Formula 1

Williams: Genuinely in the lower-midfield mix – Test verdict

by Matt Beer
2 min read

There was an air of very cautious optimism about Williams, even though George Russell emphatically declared the FW43 “definitely the slowest car”.

There might have been a hint of managing expectations here, as while Williams isn’t among the midfield leaders it does appear to have rivals it can aspire to compete with at the back of the midfield pack. 

The test didn’t run completely smoothly for Williams. It had to change to a second Mercedes power unit overnight after the second day of running, also picking up an MGU-H problem that led to the manufacturer subsequently rolling out countermeasures across all of its cars.

There was another problem on the first day of the second test, forcing a switch to a third engine, and a Williams sensor problem that cost a little time on day three.

But although this led to, as Claire Williams put it, “sacrifice” in the programme owing to lost running, “on the whole, we haven’t missed out on too much,” said head of vehicle performance Dave Robson.

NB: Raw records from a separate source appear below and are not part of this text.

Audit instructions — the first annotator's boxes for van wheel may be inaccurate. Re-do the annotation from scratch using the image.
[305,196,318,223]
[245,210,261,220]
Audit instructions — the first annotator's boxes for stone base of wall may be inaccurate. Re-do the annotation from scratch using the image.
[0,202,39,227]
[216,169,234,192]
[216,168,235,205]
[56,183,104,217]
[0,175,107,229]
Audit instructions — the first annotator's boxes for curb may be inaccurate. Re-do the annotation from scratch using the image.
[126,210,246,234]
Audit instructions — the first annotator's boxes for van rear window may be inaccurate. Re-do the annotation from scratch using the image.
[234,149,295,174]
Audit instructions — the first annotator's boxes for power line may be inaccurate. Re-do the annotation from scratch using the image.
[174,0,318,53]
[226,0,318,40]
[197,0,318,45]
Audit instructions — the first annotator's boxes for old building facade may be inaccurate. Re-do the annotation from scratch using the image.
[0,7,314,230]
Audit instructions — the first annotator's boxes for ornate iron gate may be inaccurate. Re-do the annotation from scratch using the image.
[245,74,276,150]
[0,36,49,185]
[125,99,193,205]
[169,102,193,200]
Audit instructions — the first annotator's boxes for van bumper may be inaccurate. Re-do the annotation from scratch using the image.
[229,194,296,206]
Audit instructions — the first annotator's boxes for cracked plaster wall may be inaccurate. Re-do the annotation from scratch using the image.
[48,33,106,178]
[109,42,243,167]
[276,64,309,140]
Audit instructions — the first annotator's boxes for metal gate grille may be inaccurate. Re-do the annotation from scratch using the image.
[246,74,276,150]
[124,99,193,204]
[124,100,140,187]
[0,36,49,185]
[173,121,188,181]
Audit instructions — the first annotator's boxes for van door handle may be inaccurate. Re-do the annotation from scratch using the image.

“Obviously, if we hadn’t had the issues we would have been running and there are a few things that we would have liked to have done that have dropped off.

“I’m sure there are a few things we would have learned that we haven’t but everything we wanted to do doo, all the major items, we have done.”

There was a final problem with the engine that ended the second race simulation of the final day, which Russell described as “it made some funny noises and I started losing a bit of power”.

But this is an entirely different start and finish to pre-season for Williams than 12 months ago.

George Russell Williams F1 testing Barcelona 2020

Gary Anderson’s trackside verdict

The car was actually very impressive and the recovery from last year looks massive.

The new aerodynamic philosophy that Williams appears to have defined as its requirements is a major step forward and has no big vices.

The few moments we do see are normal when drivers are pushing on.

The data

Best time: 1m16.871s, George Russell, Friday week two. 1.139s off the pace

Mileage: 737 laps, 166 off Mercedes’ benchmark

Nicholas Latifi Williams F1 testing Barcelona 2020

In the news

Williams made an understandably big deal of being first out on track and its morale being enormously better, 12 months on from its miserable start to 2019. Early reports suggested the car was a relative dream compared to its predecessor too.

It wasn’t the Williams side of things that began causing problems either – the team losing valuable running as a disproportionate degree of Mercedes’ engine fragility hit this team.